Range buckets in Elasticsearch - Time & Space Complexity
When using range buckets in Elasticsearch, we group data into ranges to analyze it better.
We want to know how the time to create these buckets changes as we add more data or ranges.
Analyze the time complexity of the following Elasticsearch aggregation using range buckets.
{
"aggs": {
"price_ranges": {
"range": {
"field": "price",
"ranges": [
{ "to": 50 },
{ "from": 50, "to": 100 },
{ "from": 100 }
]
}
}
}
}
This code groups documents by their price into three ranges: below 50, 50 to 100, and above 100.
Look at what repeats when Elasticsearch processes this aggregation.
- Primary operation: Checking each document's price to see which range it fits.
- How many times: Once for every document in the data set.
As you add more documents, Elasticsearch checks each one against the ranges.
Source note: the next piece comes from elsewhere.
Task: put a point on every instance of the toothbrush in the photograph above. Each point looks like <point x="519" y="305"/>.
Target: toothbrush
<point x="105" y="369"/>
| Input Size (n) | Approx. Operations |
|---|---|
| 10 | About 30 checks |
| 100 | About 300 checks |
| 1000 | About 3000 checks |
Pattern observation: The number of checks grows directly with the number of documents times the number of ranges.
Time Complexity: O(n * r)
This means the time to create range buckets grows linearly with the number of documents and the number of ranges.
[X] Wrong: "Adding more ranges will multiply the time by the number of ranges squared."
[OK] Correct: Each document is checked against each range, so time grows with documents times ranges, but ranges are usually few and fixed, so the main growth depends on documents.
Understanding how range buckets scale helps you explain how Elasticsearch handles grouping large data sets efficiently.
What if we increased the number of ranges significantly? How would the time complexity change?